Em Mateus 19, Marcos 10 e Lucas 18, a história do jovem rico é contada a respeito de um jovem que buscava a vida eterna. Não a vida eterna de viver para sempre neste estado terreno, mas a vida eterna de estar com Deus para sempre: a questão “…que bem farei para ter a vida eterna” (Mateus 19:16). Jesus, vendo no coração deste bom jovem, apontou-lhe os mandamentos dados. O jovem relatou que fazia essas coisas desde pequeno; ele não matou, não cometeu adultério, honrou seus pais e amou seu próximo como a si mesmo. Mas ele realmente seguiu os mandamentos? Jesus exortou-o a amar verdadeiramente a Deus com tudo o que ele é, e a amar o próximo como a si mesmo, dizendo: “…Se queres ser perfeito, vai, vende tudo o que tens e dá aos pobres, e terás um tesouro no céu, e vem e segue-me” (Mateus 19:21).

O que eu valorizo mais do que Deus? Existem partes da minha vida que eu retenho de Deus, dizendo que isso é meu e não vou desistir? Para o jovem rico, vender tudo o que tinha era demais. Desistindo de sua posição de prestígio e conforto que eram seus por direito de primogenitura para pegar a cruz e seguir? A cruz era o símbolo da vergonha final no Império Romano do primeiro século, pois apenas os culpados de crimes, ou traidores, eram colocados sobre ela para morrer lenta e dolorosamente. Onde está minha recompensa por fazer o certo? Certamente não uma cruz.

No final do 9º capítulo de Lucas é a história de três indivíduos que disseram, em voz alta, uma profissão de fé para seguir Jesus. O primeiro disse que seguiria Jesus aonde quer que fosse, mas Jesus viu no coração do homem que ter um lar para reclinar a cabeça era mais importante. Jesus lhe disse claramente que segui-lo significava que o homem teria que confiar verdadeiramente em Deus para prover tudo o que fosse necessário. O segundo homem disse que seguiria Jesus, mas primeiro precisava enterrar seu pai, para reivindicar sua herança de seu pai com sua presença no enterro. Jesus viu no coração do segundo homem que ter um plano de herança terrena era mais importante do que o Reino de Deus para o qual Jesus o chamou. O terceiro homem disse que seguiria Jesus, mas precisava primeiro se despedir de sua casa. O homem colocou sua casa diante do Reino de Deus.

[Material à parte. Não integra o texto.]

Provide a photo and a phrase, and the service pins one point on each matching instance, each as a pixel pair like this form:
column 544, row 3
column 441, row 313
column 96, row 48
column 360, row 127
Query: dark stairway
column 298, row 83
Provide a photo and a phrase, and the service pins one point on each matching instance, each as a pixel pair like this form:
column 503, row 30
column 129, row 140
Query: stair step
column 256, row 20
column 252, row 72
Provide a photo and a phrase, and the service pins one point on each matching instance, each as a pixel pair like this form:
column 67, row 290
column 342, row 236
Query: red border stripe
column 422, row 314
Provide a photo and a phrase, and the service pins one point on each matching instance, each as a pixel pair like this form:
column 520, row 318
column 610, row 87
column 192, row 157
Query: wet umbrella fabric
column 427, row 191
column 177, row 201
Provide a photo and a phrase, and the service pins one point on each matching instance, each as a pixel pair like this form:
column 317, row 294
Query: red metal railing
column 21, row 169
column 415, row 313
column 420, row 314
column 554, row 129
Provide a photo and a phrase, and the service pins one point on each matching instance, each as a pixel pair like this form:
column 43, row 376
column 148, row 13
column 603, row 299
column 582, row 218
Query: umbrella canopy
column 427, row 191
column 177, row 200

Eu me pergunto (e espero que você se pergunte), a que preço o Reino de Deus é demais? A que preço ser um seguidor de Jesus é demais? Eu sou como aqueles no 9º capítulo de Lucas que se virou e não seguiu Jesus mais porque o que Ele pediu era muito difícil para eles darem? Em meu coração anseio pelo Reino de Deus, Sião, que somos chamados a realizar por nossos atos espirituais e temporais – o celestial.

Eu assisti com alegria como campistas e funcionários renovaram seu compromisso de serem seguidores fiéis de Jesus Cristo. Agora, cada um de nós é responsável por colocar esse compromisso em prática para que Sua luz possa brilhar em nossas vidas.